In a bold assertion of corporate strategy, Mondelez International’s CEO, Dirk Van de Put, has publicly defended the company’s choice to maintain its presence in Russia despite the ongoing conflict stemming from the invasion of Ukraine. While acknowledging the ethical complexities of the situation, Van de Put stated that exiting the Russian market could jeopardise thousands of jobs and leave the company vulnerable to potential state control of its assets.
Strategic Decisions in a Volatile Market
Since Russia’s full-scale assault on Ukraine in February 2022, many Western brands have opted to withdraw from the Russian market, including giants like McDonald’s. However, Mondelez has taken a different route. The company has ceased new investments in Russia and halted advertising spend, but it continues to operate its existing business, generating annual sales estimated between $1 billion (£745 million) and $1.4 billion.

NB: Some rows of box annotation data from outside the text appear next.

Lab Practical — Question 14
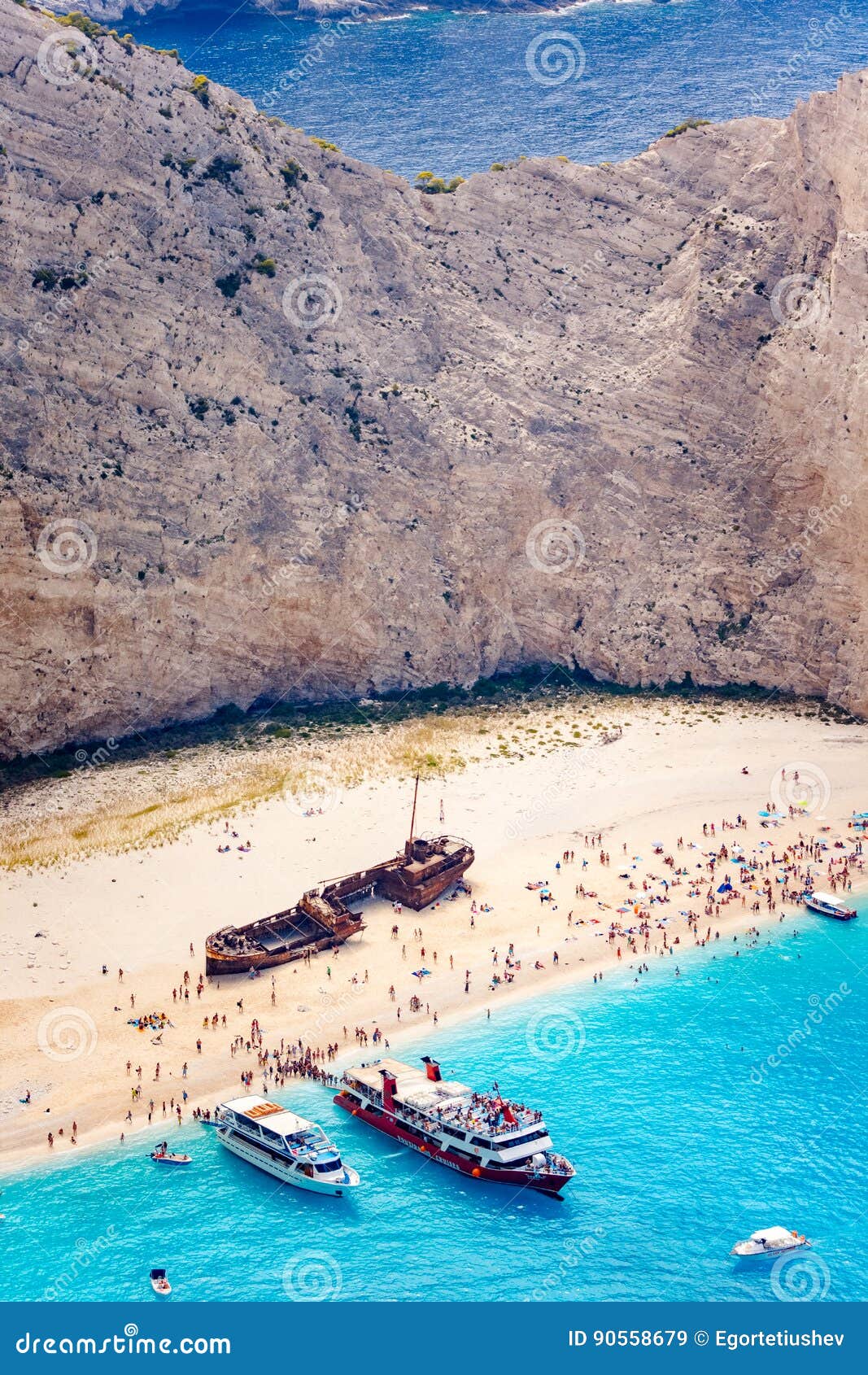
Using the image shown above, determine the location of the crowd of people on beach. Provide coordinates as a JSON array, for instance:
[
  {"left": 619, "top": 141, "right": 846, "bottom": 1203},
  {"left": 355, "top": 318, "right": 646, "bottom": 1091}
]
[{"left": 27, "top": 775, "right": 864, "bottom": 1150}]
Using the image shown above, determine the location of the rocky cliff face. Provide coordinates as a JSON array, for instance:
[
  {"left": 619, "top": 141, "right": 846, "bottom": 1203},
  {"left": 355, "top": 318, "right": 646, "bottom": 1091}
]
[{"left": 0, "top": 0, "right": 868, "bottom": 755}]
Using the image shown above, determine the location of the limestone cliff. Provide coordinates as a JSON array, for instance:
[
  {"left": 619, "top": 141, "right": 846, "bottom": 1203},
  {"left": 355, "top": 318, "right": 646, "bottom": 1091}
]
[{"left": 0, "top": 0, "right": 868, "bottom": 755}]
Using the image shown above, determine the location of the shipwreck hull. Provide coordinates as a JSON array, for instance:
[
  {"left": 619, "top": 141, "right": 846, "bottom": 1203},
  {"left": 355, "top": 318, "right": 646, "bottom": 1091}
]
[
  {"left": 377, "top": 849, "right": 473, "bottom": 911},
  {"left": 205, "top": 836, "right": 473, "bottom": 978}
]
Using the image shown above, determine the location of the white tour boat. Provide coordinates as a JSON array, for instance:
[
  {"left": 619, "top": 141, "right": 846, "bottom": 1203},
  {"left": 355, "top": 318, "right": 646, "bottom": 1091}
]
[
  {"left": 729, "top": 1226, "right": 810, "bottom": 1255},
  {"left": 804, "top": 893, "right": 856, "bottom": 921},
  {"left": 217, "top": 1094, "right": 359, "bottom": 1196}
]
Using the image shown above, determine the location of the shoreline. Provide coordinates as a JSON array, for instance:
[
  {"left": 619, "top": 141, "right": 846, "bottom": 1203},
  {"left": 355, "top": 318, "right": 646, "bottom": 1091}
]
[
  {"left": 0, "top": 877, "right": 831, "bottom": 1178},
  {"left": 0, "top": 703, "right": 868, "bottom": 1173}
]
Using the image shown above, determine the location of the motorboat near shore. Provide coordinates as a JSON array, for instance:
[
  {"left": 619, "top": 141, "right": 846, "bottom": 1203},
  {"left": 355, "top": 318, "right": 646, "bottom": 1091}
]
[
  {"left": 205, "top": 779, "right": 474, "bottom": 978},
  {"left": 729, "top": 1226, "right": 810, "bottom": 1257},
  {"left": 334, "top": 1056, "right": 575, "bottom": 1196},
  {"left": 217, "top": 1094, "right": 359, "bottom": 1198},
  {"left": 802, "top": 893, "right": 856, "bottom": 921}
]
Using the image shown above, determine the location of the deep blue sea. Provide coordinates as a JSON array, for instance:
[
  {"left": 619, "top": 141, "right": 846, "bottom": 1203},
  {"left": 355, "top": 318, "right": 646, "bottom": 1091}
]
[
  {"left": 0, "top": 903, "right": 868, "bottom": 1301},
  {"left": 122, "top": 0, "right": 868, "bottom": 176}
]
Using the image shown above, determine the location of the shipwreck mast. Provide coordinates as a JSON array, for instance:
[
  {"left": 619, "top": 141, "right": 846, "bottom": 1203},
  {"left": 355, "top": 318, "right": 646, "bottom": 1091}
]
[{"left": 404, "top": 774, "right": 420, "bottom": 859}]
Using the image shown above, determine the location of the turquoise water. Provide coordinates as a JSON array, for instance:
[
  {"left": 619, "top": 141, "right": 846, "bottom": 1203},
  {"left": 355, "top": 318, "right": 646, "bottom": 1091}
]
[
  {"left": 0, "top": 903, "right": 868, "bottom": 1301},
  {"left": 127, "top": 0, "right": 868, "bottom": 176}
]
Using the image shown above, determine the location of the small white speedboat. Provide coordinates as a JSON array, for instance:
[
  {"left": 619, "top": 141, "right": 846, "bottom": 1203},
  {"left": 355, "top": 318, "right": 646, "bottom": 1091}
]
[
  {"left": 217, "top": 1094, "right": 359, "bottom": 1198},
  {"left": 151, "top": 1150, "right": 193, "bottom": 1164},
  {"left": 151, "top": 1271, "right": 172, "bottom": 1298},
  {"left": 729, "top": 1226, "right": 810, "bottom": 1255}
]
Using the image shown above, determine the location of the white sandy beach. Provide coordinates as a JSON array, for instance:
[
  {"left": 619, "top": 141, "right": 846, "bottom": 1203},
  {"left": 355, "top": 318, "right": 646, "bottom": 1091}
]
[{"left": 0, "top": 701, "right": 868, "bottom": 1166}]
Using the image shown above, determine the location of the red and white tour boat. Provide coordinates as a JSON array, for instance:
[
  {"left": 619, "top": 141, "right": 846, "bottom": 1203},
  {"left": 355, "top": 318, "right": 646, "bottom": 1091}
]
[{"left": 334, "top": 1056, "right": 575, "bottom": 1195}]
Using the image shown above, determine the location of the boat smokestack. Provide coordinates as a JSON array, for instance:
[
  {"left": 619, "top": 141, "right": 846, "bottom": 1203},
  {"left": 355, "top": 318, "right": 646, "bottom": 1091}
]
[{"left": 380, "top": 1070, "right": 398, "bottom": 1115}]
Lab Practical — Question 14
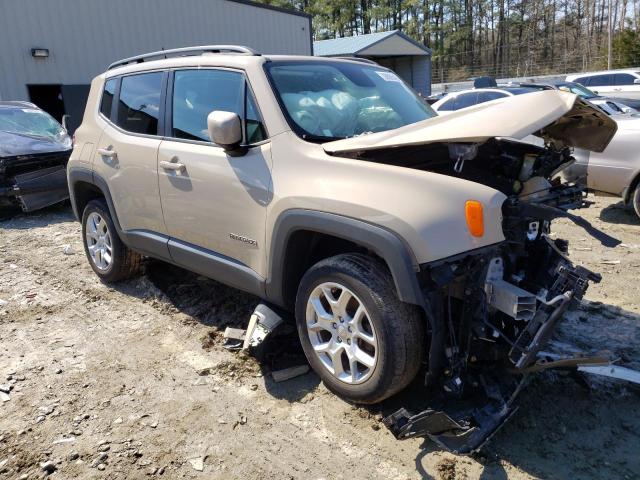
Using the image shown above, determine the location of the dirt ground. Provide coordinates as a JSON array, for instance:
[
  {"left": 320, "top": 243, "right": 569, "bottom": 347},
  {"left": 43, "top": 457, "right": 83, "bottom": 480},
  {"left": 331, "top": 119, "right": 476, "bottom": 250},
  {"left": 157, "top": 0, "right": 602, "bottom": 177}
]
[{"left": 0, "top": 198, "right": 640, "bottom": 480}]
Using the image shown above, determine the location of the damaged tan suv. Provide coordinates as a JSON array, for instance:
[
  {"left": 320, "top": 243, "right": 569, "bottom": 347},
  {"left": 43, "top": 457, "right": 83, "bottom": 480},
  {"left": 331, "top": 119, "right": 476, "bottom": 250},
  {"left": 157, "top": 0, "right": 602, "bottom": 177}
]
[{"left": 68, "top": 46, "right": 616, "bottom": 452}]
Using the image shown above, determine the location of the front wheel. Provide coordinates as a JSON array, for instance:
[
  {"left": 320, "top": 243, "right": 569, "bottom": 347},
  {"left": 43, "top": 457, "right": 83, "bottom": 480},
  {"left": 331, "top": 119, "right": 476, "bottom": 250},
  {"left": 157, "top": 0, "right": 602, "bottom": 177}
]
[
  {"left": 631, "top": 184, "right": 640, "bottom": 217},
  {"left": 296, "top": 254, "right": 424, "bottom": 403},
  {"left": 82, "top": 199, "right": 141, "bottom": 282}
]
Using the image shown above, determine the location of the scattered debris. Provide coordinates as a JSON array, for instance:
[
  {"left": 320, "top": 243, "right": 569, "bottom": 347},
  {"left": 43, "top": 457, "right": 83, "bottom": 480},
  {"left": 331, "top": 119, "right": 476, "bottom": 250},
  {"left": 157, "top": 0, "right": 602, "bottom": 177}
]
[
  {"left": 242, "top": 303, "right": 283, "bottom": 350},
  {"left": 189, "top": 457, "right": 204, "bottom": 472},
  {"left": 271, "top": 365, "right": 309, "bottom": 383},
  {"left": 40, "top": 460, "right": 56, "bottom": 474},
  {"left": 52, "top": 436, "right": 76, "bottom": 445},
  {"left": 222, "top": 327, "right": 247, "bottom": 350}
]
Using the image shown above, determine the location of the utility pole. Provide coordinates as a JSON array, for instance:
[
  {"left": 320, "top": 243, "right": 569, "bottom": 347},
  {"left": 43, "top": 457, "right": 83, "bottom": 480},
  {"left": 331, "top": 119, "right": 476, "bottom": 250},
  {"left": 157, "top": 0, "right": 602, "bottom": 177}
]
[{"left": 607, "top": 0, "right": 613, "bottom": 70}]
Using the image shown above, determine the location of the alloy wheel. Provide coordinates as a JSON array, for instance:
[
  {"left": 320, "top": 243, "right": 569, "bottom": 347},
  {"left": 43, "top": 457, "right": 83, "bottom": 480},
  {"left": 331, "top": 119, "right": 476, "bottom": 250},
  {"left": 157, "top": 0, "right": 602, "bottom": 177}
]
[
  {"left": 85, "top": 212, "right": 113, "bottom": 271},
  {"left": 306, "top": 282, "right": 378, "bottom": 385}
]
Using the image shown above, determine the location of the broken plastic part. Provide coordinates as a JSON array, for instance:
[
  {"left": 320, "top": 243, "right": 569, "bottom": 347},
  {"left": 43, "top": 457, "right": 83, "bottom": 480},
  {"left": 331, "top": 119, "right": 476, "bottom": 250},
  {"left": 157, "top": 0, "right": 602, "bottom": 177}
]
[{"left": 242, "top": 303, "right": 283, "bottom": 350}]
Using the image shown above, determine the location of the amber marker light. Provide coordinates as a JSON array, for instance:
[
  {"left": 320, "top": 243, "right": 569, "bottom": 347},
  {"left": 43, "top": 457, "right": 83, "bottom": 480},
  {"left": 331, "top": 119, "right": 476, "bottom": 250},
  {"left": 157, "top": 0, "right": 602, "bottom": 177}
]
[{"left": 464, "top": 200, "right": 484, "bottom": 237}]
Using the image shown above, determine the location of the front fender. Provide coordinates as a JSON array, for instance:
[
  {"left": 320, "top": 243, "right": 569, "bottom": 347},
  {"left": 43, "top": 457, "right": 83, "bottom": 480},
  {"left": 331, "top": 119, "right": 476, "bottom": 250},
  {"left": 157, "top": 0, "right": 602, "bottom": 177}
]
[{"left": 266, "top": 209, "right": 424, "bottom": 307}]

Van de Put explained that the decision to stay was made with the welfare of its Russian employees in mind. “I think over time you try to be neutral in the whole conflict,” he remarked during an interview for the BBC’s Big Boss Interview series. “We’re not trying to take any side.” He expressed that while criticism is inevitable, he believes the choice was ultimately correct for the company and its staff.
Facing Ethical Scrutiny
The decision to remain operational in Russia has drawn significant scrutiny, especially from lawmakers in the UK. More than 70 Members of Parliament signed a letter urging Mondelez to sever its ties with the country, highlighting the moral implications of continuing business in a state accused of severe human rights violations. Alex Sobel, chair of the All Party Parliamentary Group on Ukraine, condemned the company’s stance, stating, “Continuing to operate in a nation responsible for the deaths of countless Ukrainian civilians cannot be justified under any definition of ‘business as usual’.”
However, Van de Put countered these criticisms by explaining the potential consequences of a withdrawal. He warned that a complete exit could lead to Russian authorities confiscating their facilities, which would subsequently allow the government to exploit their products to fund the ongoing war.
Commitment to Ukraine Amid Conflict
While Mondelez continues to navigate the complexities of the Russian market, it also remains active in Ukraine. The company operates two manufacturing plants in the country, despite the ongoing risks posed by the conflict. Van de Put reported that one of the plants has been hit multiple times, prompting significant investment in rebuilding efforts. “We’ve agreed that we will rebuild every single time there,” he stated, noting the cost of these repairs has reached tens of millions.
In a show of solidarity with its Ukrainian workforce, Mondelez doubled salaries at the onset of the conflict and has maintained employment levels, demonstrating a commitment to support the local economy amid adversity. “For the people that work there every day, there’s danger,” Van de Put added, underscoring the grim reality of operating in a war zone.
Why it Matters
Mondelez’s decision to maintain its operations in Russia while actively supporting Ukraine reflects the intricate balance multinational companies must strike between profitability and ethical responsibility in times of geopolitical turmoil. As the conflict continues to evolve, the choices made by firms like Mondelez will not only impact their bottom line but also shape public perception and influence future corporate governance in similar high-stakes scenarios. The ongoing dialogue surrounding corporate ethics in war-torn regions remains crucial as stakeholders assess the broader implications for global business practices.